Senatör... MacGregor'ların avukatlık yaptıklarını sanırdım hep ama bu sefer karşıma Senatör olarak çıktı. Gerçi hukuk okumuş Alan ama Senatör ve başkanlığa oynuyor... Alan, düzenli, planlı programlı çalışan takımı elbiseli bir adam... Shelby ise aykırı, asi, kendine göre yaşayan ve plansız disiplinsiz bir kadın... Hani derler ya zıt kutuplar birbirini çeker diye bunu bu kitapta görüyoruz.

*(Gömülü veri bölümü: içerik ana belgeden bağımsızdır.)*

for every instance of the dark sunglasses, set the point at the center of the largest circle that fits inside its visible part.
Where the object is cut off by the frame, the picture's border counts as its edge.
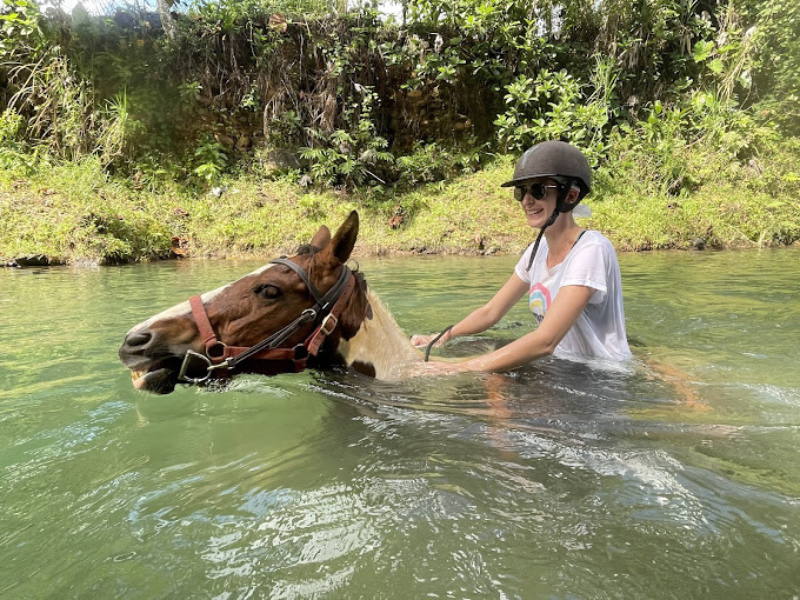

Alan'ın Shelby'e gönderdiği hediyelere bayıldım. Eee karşındaki kadın diğerlerinden farklıysa, farklı olan hediyeleri hak ediyor demektir. Ama kabul bir sepet çileğe bende tav olabilirdim :)
İlk beraber olduklarında, Alan hediye ettiği dondurulmuş domuzun adını öğrenince kahkaha attım. Güya Shelby'nin yatağına girecek tek MacGregor o dondurulmuş domuzdu. Bu arada domuzun adını MacGregor koymuştu Shelby.
Shelby'nin yaşlı korsan Daniel MacGregor'la tanışmaları harikaydı. Özellikle MacGregor evinde geçirdiği zaman da okumaya değerdi. Tipik İskoç klanlarının tavırları. Her ne kadar geçmişte kalmış olsa da günümüze yansıtıyorlar. Küçük bir bilgi olsun Shelby, Campbell kabilesinden Alan ise MacGregor... Bir yerde düşman kabilelerdenler. O satırlar harikaydı.
Okuduğum üçüncü Nora kitabıydı ve kadının yazımını gerçekten çok sevdim. Vıcık vıcık bir aşk yazmıyor, ayırıp barıştırmalara girmiyor, sadece aşk üzerine kurulu bir kitapta yazmıyor... Aile bağlarını, kardeş ilişkilerini de işlemesine bayılıyorum. Ana karakterlerindeki ilişkiler de tamamen günlük hayatta karşımıza çıkacak sorunlar olması da daha keyifle okunur hale getiriyor kitaplarını... Ben seviyorum Nora'yı ve okumayanlara da tavsiye ediyorum okuyun. Özellikle MacGregor ailesi okumaya başlamak için harika bir seri.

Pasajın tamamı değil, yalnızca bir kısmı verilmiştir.